Reshuffle talk is in the air

It’s spring and reshuffle talk is in the air.

Middle-ranking and junior ministers are already jockeying for position even though no one knows for sure what David Cameron intends. I’m told no one in 10 Downing Street is talking about a shakeup in Cabinet. Figures like Home Secretary Theresa May and Communities supremo Eric Pickles are being seen as strong performers. Foreign Secretary William Hague and Defence chief Liam Fox wouldn’t and couldn’t be shifted during a war and an international crisis.

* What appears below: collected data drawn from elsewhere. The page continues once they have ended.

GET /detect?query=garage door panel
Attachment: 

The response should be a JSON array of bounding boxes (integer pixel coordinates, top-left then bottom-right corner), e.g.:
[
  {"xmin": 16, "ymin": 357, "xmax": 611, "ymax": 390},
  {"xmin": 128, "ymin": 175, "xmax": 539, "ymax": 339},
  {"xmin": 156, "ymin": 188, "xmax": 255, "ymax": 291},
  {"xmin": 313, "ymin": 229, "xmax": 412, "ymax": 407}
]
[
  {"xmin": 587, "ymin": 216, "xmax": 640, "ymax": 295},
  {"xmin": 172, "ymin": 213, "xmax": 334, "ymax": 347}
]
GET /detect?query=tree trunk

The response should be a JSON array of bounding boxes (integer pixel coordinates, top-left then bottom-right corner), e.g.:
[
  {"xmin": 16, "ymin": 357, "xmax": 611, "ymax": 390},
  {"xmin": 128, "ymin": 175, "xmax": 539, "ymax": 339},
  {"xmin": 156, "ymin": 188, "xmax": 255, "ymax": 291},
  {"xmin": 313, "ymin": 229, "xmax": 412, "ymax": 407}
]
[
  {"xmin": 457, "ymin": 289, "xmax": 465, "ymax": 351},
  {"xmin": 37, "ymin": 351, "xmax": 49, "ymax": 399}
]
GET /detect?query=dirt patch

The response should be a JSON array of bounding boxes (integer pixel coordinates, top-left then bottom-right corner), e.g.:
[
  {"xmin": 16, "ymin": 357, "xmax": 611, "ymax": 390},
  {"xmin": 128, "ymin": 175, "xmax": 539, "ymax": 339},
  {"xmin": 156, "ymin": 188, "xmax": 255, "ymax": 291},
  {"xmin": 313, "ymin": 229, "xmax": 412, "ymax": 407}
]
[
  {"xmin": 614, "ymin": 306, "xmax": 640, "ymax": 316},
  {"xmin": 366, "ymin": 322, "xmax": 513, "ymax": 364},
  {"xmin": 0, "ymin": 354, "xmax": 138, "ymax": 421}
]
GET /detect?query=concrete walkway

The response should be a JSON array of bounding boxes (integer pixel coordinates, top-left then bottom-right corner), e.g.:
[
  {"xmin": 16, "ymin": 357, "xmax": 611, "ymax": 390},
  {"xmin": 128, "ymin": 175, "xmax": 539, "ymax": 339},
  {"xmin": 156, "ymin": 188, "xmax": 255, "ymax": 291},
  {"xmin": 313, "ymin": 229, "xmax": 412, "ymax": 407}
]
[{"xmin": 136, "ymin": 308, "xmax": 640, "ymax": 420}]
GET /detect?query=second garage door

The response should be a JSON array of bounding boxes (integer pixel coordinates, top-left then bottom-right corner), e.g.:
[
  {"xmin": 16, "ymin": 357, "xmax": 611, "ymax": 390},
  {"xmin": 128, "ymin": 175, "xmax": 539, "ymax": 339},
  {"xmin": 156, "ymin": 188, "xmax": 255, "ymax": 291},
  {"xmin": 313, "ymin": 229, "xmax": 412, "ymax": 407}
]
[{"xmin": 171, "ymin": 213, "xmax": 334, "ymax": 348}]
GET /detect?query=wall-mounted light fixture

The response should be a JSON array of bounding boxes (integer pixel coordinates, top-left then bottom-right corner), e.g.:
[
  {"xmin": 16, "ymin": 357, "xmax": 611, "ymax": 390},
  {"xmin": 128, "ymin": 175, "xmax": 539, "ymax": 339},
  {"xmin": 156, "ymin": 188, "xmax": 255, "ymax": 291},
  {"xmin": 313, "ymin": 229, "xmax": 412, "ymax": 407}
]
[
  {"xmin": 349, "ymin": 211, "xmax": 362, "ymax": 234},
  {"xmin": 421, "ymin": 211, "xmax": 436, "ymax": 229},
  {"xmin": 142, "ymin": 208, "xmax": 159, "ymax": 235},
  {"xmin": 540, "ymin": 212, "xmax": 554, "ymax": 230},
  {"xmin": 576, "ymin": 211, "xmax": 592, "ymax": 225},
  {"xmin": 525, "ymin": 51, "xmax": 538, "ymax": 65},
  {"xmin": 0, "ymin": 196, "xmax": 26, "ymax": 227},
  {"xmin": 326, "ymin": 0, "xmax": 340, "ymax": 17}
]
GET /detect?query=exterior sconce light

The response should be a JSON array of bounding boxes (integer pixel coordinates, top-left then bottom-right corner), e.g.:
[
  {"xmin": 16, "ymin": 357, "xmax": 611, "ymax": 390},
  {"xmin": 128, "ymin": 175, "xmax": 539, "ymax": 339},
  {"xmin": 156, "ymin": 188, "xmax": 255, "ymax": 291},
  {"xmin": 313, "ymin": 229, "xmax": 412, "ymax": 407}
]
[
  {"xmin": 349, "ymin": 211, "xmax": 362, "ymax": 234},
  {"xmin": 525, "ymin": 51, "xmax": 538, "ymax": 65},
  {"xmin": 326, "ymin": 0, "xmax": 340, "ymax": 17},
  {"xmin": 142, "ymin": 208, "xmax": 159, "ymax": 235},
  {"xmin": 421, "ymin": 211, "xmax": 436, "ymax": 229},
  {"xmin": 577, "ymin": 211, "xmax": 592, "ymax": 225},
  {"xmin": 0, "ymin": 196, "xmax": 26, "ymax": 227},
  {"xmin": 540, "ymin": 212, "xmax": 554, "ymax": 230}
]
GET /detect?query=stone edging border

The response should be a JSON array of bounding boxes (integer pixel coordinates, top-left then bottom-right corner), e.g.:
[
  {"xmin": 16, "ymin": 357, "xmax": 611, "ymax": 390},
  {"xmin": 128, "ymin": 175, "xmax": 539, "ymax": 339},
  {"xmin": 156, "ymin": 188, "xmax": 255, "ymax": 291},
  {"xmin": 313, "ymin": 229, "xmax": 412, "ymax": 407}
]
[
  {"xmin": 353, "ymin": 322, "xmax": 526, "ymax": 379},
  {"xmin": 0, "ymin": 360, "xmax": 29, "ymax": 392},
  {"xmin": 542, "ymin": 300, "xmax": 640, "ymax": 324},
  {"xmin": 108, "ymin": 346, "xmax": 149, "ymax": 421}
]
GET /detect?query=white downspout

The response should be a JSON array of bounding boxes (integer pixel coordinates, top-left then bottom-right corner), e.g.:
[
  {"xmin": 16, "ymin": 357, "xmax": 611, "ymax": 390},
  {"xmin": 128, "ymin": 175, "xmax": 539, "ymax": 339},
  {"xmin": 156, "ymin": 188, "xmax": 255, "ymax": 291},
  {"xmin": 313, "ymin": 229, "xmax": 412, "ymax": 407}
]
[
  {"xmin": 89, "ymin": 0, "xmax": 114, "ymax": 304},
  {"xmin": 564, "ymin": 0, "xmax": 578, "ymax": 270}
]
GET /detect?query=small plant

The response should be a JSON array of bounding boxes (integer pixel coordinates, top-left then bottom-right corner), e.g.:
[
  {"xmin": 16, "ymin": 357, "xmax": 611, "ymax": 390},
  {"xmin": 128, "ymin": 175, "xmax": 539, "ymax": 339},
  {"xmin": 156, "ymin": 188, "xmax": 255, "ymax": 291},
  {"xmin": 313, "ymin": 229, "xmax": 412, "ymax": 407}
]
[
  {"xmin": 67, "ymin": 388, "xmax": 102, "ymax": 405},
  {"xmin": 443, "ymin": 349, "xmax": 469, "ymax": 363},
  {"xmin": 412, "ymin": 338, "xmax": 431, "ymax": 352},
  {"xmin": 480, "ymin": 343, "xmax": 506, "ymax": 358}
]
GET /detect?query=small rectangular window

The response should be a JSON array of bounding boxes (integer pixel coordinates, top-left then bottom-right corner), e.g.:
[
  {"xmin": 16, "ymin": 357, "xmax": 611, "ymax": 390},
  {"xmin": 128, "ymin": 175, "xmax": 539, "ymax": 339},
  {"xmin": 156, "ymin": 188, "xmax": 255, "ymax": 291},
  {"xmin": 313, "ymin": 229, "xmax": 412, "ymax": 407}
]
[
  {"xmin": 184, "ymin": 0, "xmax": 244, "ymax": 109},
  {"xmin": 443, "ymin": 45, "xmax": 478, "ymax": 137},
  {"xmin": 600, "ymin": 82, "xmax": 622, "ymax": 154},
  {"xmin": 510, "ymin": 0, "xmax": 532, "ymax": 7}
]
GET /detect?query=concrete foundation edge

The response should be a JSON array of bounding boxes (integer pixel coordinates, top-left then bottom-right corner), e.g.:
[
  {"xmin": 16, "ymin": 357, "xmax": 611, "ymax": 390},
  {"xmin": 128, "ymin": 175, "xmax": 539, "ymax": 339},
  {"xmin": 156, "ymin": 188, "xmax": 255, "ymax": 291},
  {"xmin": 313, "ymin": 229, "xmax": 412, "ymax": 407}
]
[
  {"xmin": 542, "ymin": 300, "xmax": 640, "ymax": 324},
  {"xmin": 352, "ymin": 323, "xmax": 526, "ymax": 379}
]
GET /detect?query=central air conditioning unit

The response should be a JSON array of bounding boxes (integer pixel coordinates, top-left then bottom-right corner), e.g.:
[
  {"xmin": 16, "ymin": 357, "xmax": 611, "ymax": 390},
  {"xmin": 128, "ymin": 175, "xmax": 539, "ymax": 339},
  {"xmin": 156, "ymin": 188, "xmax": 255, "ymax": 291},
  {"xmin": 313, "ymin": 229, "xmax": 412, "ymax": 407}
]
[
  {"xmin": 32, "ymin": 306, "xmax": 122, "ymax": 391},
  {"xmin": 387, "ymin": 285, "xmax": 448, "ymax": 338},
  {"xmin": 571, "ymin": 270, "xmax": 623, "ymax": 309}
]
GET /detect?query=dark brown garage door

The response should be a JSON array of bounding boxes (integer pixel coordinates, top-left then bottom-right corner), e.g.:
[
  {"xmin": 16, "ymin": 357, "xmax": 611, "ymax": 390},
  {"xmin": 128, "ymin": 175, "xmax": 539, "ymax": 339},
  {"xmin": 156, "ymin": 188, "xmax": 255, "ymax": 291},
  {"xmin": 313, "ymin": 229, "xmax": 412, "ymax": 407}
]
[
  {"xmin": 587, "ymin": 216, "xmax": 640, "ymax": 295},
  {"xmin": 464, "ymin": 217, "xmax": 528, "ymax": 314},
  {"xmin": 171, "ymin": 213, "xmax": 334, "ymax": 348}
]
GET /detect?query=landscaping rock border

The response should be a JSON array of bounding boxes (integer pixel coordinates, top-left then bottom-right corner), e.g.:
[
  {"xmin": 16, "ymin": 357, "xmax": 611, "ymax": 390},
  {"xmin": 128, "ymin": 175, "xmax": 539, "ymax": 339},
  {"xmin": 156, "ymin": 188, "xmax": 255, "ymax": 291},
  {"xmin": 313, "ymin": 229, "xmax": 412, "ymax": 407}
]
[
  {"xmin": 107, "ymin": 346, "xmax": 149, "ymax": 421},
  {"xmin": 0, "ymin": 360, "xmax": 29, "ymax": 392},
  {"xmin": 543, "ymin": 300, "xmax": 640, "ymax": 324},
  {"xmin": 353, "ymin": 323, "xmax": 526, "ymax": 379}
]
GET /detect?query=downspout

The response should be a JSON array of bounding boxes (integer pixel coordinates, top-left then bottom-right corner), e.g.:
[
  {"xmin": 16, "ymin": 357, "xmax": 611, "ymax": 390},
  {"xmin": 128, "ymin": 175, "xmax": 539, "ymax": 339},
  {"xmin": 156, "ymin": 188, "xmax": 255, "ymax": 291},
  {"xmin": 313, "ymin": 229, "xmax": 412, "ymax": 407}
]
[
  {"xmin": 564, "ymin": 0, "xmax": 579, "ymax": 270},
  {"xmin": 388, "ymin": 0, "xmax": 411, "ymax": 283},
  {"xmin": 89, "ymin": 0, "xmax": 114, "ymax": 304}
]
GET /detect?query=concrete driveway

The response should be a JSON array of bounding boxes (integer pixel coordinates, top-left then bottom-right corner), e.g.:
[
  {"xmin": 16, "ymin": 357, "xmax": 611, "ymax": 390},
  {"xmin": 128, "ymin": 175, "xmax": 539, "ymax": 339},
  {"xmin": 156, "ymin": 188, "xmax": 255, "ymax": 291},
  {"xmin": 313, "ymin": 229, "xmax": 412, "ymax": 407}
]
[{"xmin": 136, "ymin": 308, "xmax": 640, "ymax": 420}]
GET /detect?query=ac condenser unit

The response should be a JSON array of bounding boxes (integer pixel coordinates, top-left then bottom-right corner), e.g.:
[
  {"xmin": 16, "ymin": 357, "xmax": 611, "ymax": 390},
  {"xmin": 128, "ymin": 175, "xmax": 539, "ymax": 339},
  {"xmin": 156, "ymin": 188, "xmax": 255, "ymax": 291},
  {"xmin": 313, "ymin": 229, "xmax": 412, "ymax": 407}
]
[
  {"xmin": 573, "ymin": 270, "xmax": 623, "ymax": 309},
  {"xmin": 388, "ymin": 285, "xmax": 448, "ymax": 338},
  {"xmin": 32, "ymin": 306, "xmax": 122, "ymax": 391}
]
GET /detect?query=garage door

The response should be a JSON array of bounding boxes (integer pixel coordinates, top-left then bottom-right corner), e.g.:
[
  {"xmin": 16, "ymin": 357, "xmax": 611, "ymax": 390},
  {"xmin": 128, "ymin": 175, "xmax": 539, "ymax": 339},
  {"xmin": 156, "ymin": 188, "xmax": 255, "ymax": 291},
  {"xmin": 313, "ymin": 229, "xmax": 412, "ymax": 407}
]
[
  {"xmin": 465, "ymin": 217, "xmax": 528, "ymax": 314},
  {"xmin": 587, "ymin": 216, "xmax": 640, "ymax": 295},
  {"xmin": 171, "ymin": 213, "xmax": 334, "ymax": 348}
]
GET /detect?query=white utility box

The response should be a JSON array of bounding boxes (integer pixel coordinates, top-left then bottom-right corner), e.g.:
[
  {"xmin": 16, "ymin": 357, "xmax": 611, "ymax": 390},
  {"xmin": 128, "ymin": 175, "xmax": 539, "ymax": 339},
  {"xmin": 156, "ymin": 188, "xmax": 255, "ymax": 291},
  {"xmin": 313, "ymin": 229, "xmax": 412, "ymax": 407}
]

In any event, Mr Hague is determined to fight suggestions his heart is not in the job after recent problems at the Foreign Office. And Dr Fox is the right winger Mr Cameron needs in Cabinet to keep a large section of his MPs happy. Iain Duncan Smith at Welfare is also of the right but has said he no longer holds political ambition beyond solving Britain’s decades-old problem.

The PM would look to his deputy Chris Grayling as the obvious choice for promotion to the Cabinet to carry the right wing standard. There are weak links in Cabinet and the finger points to Ken Clarke, who, at 70, is long overdue for a move. Daily headlines lambasting the government over law and order weakness are not good.

So it’s the middle ranks and the juniors who are hoping for a lucky break. The Premier knows he must keep a large group of talented PPSs and select committee brains interested with the prospect of ministerial jobs. Some are already on the brink of deciding this will be their last Parliament as the prospect of being bag carriers for their (sometimes) less-talented “boss” is too much to bear.

The Justice secretary has a chance to salvage some dignity as his reputation is dragged through the mud over being “soft” on law and order. Mr Clarke is expected to dismiss the barmy recommendation by the Sentencing Council to hand out non-jail sentences for some heroin dealers. Their plan has been greeted by universal fury and derision in number 10 and Mr Clarke is under orders to send it to the rubbish bin.

Similarly being filed in the Whitehall trash will be Vince Cable’s dream of a mansion tax. It will be parked. Which is Whitehall speak for buried forever.